Theoretical inhibitor Calculation for Synthesis of Two New thiazole Derivatives

Abstract: Two newly thiazole (1-(4-(3-methyl-3-phenylcyclobutyl)thiazol-2-yl)-3-(4-nitrophenyl)thiourea and 1-(4-methoxyphenyl)-3-(4-(3-methyl-3-phenylcyclobutyl)thiazol-2-yl)thiourea were synthesise. The molecular formula was characterized using Fourier-Transform Infrared (FT-IR) spectroscopy and Nuclear Magnetic Resonance (NMR). Theoretical vibration was calculated using Gaussian 09W software, and corrosion inhibiting activity was calculated using quantum chemical calculations.
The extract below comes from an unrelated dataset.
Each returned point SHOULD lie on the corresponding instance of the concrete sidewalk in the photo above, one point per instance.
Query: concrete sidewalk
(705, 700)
Furthermore, the GaussView 5.0 package on the B3LYP/6-311G(d,p) method was used to calculate the energy of the highest occupied molecular orbital (EHOMO), the energy lowest unoccupied molecular orbital (ELUMO)the energy gap (E = ELUMO - EHOMO), the dipole moment (µ), and the percent of transmitted electrons (ΔN). Based on the results of inhibitor activity, other molecular properties such as hardness (ɳ), softness (σ), and electronegativity (χ) were calculated. Quantum chemical calculations were used to predict the corrosion inhibiting activities of the derivatives. As a result, the corrosion inhibitor behavior can be predicted without the need for an experimental study. The results show a strong relationship between organic-based corrosion inhibitors and the process's quantum chemical parameters.